Abbey St. Georgenberg (explored #68)
St. Georgenberg-Fiecht Abbey, the successor of St. Georgenberg Abbey, is a Benedictine monastery situated since 1708 in Fiecht in the community of Vomp in Tyrol, Austria; a pilgrimage church still stands on the original site on the Georgenberg. Founded in 1138, it is the oldest extant monastery in the Tyrol.
According to tradition, the site's first use was as a hermitage in about the middle of the 10th century by Blessed Rathold (or Rapoto) of Aibling, of the ancient noble family of the Rapotonen, who established his cell on the Georgenberg ("St.
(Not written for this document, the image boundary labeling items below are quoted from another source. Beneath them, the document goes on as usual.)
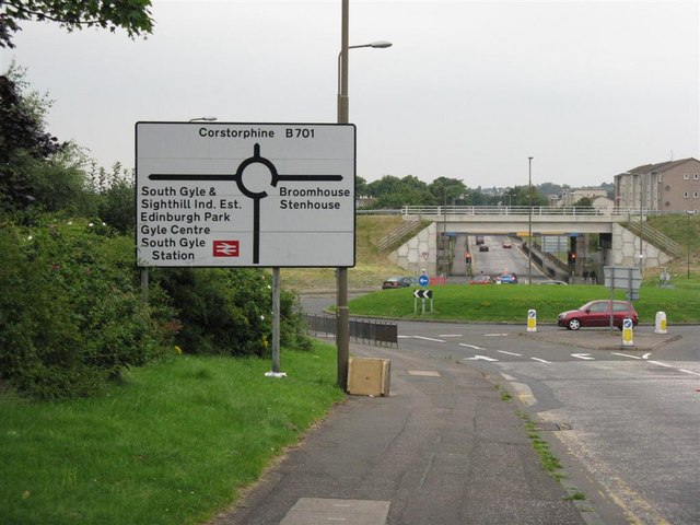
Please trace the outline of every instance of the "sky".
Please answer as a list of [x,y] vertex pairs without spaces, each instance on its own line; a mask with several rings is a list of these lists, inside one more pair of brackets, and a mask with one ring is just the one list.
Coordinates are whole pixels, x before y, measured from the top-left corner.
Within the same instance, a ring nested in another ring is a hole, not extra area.
[[[133,167],[137,121],[335,122],[340,7],[155,0],[145,39],[30,22],[0,66],[54,100],[51,133]],[[700,159],[698,0],[351,0],[349,27],[393,43],[349,52],[368,182],[581,187]]]

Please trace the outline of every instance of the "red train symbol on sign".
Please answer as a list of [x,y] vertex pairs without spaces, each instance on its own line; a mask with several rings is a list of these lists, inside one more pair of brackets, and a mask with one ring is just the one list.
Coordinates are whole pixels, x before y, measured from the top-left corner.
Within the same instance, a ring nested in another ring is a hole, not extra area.
[[214,241],[212,255],[214,257],[238,257],[241,253],[238,246],[238,241]]

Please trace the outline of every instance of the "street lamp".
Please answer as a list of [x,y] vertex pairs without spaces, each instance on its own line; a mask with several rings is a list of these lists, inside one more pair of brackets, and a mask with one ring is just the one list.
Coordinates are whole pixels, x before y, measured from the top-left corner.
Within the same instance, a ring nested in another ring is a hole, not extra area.
[[533,283],[533,159],[527,158],[527,284]]
[[[388,42],[349,46],[349,11],[350,0],[342,0],[340,52],[338,54],[338,124],[349,121],[348,98],[348,51],[359,47],[383,49],[390,47]],[[336,299],[336,348],[338,353],[338,386],[348,389],[348,363],[350,361],[350,312],[348,310],[348,268],[338,268],[338,292]]]

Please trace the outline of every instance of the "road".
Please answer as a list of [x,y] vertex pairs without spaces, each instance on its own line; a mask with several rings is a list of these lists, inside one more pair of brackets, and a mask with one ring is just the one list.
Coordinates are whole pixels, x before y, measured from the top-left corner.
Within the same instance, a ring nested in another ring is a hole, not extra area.
[[[479,247],[471,246],[472,270],[474,275],[483,272],[487,276],[497,276],[503,271],[515,273],[521,282],[527,280],[527,256],[521,250],[520,242],[512,241],[511,248],[503,247],[503,241],[508,240],[506,235],[485,235],[485,246],[489,247],[488,252],[479,252]],[[533,281],[536,279],[547,279],[547,277],[533,265]]]
[[617,331],[398,323],[401,353],[475,366],[508,387],[604,523],[690,525],[700,523],[700,329],[669,331],[655,348],[616,349]]
[[[640,330],[651,331],[650,327]],[[698,327],[652,351],[595,350],[599,330],[399,323],[400,349],[477,366],[551,429],[607,523],[700,523]],[[568,340],[561,343],[561,337]],[[552,342],[557,341],[557,342]],[[559,430],[560,428],[569,430]],[[602,493],[600,493],[602,492]]]

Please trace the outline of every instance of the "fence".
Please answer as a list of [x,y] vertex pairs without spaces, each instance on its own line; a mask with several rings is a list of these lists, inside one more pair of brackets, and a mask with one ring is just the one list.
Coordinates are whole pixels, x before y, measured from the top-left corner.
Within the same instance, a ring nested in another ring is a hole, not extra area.
[[[304,316],[308,331],[314,337],[336,337],[336,317],[332,315],[307,314]],[[350,338],[354,342],[375,346],[398,347],[396,323],[373,319],[350,319]]]

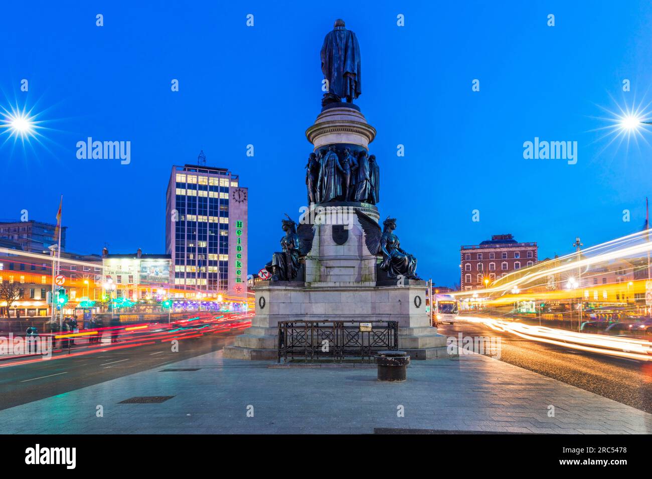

George's Mount"), a rocky outcrop rising some hundred metres above the Stallental valley near Stans.
Pilgrimages here began around 1100 and increased after the "blood miracle" that is reported to have happened in about 1310. The main objects of veneration are Saint George, a Gothic Pietà sculpture from about 1415 and the reliquary of the Holy Blood. The present Baroque church, dedicated to Saints George and James, was built after the 1705 fire on the site and to the approximate ground plan of the old church. The new building was finished in 1735, with further alterations in 1863 (frescoes) and 1866.
As otherwise there would be no access to the monastery except by strenuous climbing, a bridge was constructed by the 15th century, which had to be restored by 1709, after the great fire. Its name is the Hohe Brücke ("high bridge"). When walking up from Stans, however, many pilgrims still take the route that leads through the romantic Wolfsklamm gorge.